Everything he’d always believed had been confirmed over the past five years. Every ideal, every tenet of political belief, every guide to personal and social conduct. Mike took no credit for any of them, because like most people born and raised in the United States he’d grown up with those beliefs and ideals. What he did take pride in — and take credit for, to the extent he shared in that credit with thousands of other people — was that when a small town in America had been ripped off its foundations by a cosmic catastrophe and tossed into a maelstrom, the people of that town had risen to the challenge. And they’d done so by holding fast to their beliefs and ideals — no, more; championing them for everyone — rather than abandoning them.

Along the way, lots of compromises had been made, sure. Mike himself had been personally responsible for a good number of them. Things sometimes got ragged around the edges. But that was the nature of political affairs — hell, any human affairs. Marriages only survived by the willingness of people to compromise.

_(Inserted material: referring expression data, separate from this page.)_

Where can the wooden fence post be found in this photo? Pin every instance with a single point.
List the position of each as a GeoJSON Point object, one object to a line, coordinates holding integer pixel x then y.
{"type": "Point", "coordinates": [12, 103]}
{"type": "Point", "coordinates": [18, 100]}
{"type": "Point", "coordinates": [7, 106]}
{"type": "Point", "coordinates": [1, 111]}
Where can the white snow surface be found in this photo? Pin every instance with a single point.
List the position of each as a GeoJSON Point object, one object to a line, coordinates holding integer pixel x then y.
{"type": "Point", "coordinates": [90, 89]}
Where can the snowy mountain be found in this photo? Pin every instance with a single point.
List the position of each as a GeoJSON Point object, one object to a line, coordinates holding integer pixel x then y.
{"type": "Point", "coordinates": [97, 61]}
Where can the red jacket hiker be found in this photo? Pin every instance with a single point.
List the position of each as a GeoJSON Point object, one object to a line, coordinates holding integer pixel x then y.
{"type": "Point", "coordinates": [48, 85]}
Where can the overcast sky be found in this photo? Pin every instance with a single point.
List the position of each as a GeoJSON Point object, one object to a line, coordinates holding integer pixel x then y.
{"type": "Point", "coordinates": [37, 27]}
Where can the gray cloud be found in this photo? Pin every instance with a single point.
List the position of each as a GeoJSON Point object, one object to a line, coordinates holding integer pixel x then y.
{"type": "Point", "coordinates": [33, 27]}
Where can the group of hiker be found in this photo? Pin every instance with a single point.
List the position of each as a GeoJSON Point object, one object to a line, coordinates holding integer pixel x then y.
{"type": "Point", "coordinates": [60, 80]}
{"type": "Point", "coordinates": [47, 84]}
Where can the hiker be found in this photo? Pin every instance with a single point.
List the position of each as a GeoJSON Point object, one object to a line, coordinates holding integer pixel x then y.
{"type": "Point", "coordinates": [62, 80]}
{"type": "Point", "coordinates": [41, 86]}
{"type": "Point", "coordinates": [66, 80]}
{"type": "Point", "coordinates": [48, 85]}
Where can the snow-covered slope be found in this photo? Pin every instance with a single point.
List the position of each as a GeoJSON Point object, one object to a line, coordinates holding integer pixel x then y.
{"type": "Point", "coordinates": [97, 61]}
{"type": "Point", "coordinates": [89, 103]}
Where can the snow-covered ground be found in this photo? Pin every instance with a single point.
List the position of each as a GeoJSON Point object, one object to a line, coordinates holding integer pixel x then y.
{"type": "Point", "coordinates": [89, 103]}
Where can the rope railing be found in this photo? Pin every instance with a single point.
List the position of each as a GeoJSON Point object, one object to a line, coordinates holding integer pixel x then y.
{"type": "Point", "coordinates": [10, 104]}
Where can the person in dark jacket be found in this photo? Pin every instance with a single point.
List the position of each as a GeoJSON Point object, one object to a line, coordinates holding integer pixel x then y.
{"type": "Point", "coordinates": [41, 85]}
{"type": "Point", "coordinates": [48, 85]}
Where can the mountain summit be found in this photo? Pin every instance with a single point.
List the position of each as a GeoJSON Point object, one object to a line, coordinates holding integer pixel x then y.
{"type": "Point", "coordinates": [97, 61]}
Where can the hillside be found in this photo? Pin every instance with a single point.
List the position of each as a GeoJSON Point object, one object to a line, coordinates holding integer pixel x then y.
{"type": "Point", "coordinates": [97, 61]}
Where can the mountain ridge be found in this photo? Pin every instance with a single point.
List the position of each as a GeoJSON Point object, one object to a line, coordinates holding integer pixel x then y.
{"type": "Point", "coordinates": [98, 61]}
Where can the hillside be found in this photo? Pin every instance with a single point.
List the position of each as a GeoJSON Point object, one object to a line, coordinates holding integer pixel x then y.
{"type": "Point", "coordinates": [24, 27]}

Still, all things considered, they’d done well. Damn well. And paid the price for it, too. Somewhere around thirty-five hundred people had come through the Ring of Fire, and by now — just five years later — at least five hundred of them were gone. Mike didn’t know the exact figure, and felt a moment’s guilt that he didn’t.

Most of those people had died because, like most rural towns in economically depressed areas, Grantville had had a disproportionate number of elderly residents, many of them in poor health. Anyone dependent on up-time medicines that couldn’t be duplicated down-time — and most of them couldn’t — was gone by now.

The others, though, had died in the line of fire, doing their duty. Some of them had died fighting tyranny; others had died fighting one or another of the diseases that ravaged this era.

Larry Wild had died at Wismar and Jimmy Andersen here at Zolling. Derek Utt had died in the Rhineland, fighting the plague. So had Andrea Decker and Jeffie Garand. The list went on and on, and it would keep going on.

Mike tried to remember the famous line from Abraham Lincoln’s Gettysburg address. That cause for which they here gave the last full measure of devotion, he thought it was.

His people. They’d always been his people. Now more than ever.

“General?” Ulbrecht Duerr’s voice broke through his musings.

Mike turned. “Yes, Ulbrecht, I’m here.”

He grinned then, and though he didn’t know it — then or ever — that grin brought instant cheer to every soldier in the tavern who saw. They’d come to know that grin, this past year.

Mike slapped his hands together and advanced on the map spread over the table.

“Gather round, gentlemen. Another stinking duke is going down.”